When meeting someone new online, nothing kills the mood faster than someone who’s insisting that they don’t even want to be there in the first place. So if you’re the type who likes to harp on and on about how ambivalent or reluctant you are about dating apps, here’s a tip: just don’t.
Choose the right dating app.
Back in the days of dating websites, it’s a bit harder to sift through thousands of potential partners. These days, however, there are dozens of different apps available for you to take advantage of – each one as unique as the next.
There are dating apps that are designed for long-term relationships, while some are more notorious for hookups. There’s also one for every preference – whether you’re straight or a member of the LGBT. Apps for polygamists, mature couples and open relationships exist, too.
Finding the right person in a sea of single people online is indeed challenging. But once you’re on the right dating platform, you’re already one step ahead. If you really want to be specific, here’s a top-secret tip: you can do a Tinder search for a specific person you’re interested in, because hey, sometimes even destiny needs a little nudge!
Keep your bio short and sweet.
When it comes to your bio, there are three main things you have to remember: honesty, sincerity, and vulnerability. Don’t obsess too much about what to put in there. It’s a dating app, not a resume.
Of course, it’s always important, to be honest. If you have kids, be open about it. If you’re not looking for anything serious, say so. Remember: the sooner you can weed out incompatible matches, the better.
Also, a short and sweet bio will suffice. You don’t have to list every single quality you have, but of course, try to be as creative as you can. Sometimes, it’s less about what’s written in your bio and more about how it’s written. If you sound sincere and welcoming, you’re on the right track.

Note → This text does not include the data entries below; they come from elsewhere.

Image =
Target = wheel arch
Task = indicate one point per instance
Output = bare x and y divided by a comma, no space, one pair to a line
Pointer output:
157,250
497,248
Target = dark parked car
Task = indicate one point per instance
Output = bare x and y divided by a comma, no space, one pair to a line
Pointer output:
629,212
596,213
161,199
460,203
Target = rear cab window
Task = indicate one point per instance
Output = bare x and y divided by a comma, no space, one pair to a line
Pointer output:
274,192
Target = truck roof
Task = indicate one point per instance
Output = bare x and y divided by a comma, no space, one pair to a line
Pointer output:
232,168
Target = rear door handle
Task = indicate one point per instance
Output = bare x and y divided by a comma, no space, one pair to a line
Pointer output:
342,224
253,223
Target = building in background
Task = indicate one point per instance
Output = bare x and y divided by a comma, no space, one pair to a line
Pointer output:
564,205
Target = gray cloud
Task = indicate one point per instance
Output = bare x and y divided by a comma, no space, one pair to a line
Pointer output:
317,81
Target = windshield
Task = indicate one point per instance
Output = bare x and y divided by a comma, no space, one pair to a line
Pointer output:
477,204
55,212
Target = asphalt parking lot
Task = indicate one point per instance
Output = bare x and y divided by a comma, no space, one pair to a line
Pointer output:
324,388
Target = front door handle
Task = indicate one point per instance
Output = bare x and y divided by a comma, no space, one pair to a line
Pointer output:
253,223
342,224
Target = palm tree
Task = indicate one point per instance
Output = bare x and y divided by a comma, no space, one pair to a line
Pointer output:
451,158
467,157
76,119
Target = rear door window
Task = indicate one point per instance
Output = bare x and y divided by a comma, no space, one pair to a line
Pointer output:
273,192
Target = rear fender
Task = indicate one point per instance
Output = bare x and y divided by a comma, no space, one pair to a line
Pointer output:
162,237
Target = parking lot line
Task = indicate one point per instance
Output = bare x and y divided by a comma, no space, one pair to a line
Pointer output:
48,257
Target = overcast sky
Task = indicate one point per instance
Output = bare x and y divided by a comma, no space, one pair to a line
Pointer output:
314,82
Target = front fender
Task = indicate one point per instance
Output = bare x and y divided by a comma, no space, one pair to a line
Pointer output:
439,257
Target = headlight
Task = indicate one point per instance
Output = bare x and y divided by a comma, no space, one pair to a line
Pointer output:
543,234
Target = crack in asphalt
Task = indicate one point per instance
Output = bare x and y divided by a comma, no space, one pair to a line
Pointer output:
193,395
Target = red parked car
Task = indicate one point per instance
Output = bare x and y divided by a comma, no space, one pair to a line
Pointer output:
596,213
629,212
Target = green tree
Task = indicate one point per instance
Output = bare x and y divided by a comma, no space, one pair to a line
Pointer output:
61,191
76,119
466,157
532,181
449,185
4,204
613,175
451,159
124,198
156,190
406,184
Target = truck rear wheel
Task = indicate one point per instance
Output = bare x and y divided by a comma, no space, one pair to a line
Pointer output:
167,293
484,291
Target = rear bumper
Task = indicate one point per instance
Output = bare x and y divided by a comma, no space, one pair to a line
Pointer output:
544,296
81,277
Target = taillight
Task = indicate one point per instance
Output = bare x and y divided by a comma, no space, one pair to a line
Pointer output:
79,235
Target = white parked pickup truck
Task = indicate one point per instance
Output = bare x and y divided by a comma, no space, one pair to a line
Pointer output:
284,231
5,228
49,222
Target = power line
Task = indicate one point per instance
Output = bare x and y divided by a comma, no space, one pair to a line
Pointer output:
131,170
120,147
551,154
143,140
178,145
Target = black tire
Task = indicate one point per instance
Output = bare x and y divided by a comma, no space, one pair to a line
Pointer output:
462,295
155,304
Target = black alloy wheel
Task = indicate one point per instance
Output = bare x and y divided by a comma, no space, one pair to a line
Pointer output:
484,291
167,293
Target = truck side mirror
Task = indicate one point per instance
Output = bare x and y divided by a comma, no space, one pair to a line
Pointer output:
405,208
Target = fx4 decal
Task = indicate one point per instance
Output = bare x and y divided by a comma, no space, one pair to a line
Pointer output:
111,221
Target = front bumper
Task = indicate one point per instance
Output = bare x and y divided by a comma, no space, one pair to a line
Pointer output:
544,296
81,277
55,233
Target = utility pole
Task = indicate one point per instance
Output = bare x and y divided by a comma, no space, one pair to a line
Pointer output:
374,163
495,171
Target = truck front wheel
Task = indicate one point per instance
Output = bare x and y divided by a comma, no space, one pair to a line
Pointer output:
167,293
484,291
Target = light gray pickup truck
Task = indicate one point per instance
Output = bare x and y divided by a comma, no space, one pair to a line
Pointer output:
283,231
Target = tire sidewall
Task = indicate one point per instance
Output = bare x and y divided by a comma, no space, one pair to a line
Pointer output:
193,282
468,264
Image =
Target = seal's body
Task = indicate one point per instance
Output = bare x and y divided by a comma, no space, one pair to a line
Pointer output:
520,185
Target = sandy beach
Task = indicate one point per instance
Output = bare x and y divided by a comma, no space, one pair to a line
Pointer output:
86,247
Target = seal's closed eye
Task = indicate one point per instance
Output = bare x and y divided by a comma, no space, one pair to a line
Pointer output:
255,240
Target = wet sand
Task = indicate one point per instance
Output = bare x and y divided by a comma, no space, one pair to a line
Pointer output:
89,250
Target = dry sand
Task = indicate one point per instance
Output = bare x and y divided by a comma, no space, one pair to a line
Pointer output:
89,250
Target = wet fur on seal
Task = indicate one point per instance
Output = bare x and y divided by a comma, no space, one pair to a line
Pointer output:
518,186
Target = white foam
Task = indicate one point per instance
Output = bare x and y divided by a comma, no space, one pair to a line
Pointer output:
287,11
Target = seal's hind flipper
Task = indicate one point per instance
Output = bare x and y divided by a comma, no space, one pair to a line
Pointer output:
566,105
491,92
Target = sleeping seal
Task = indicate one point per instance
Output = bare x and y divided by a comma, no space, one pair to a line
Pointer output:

Don’t take things personally.
Dating online means you’re going to meet different people. Some will work out, most won’t – that’s just the way it is.
That said, you have to learn to not take things personally. Don’t take someone’s disinterest or apathy as a personal rejection. A failed date isn’t a real failure. It only means the person involved is not a good fit.
There you go, four dating tips that will bring you closer to relationship success. Happy swiping!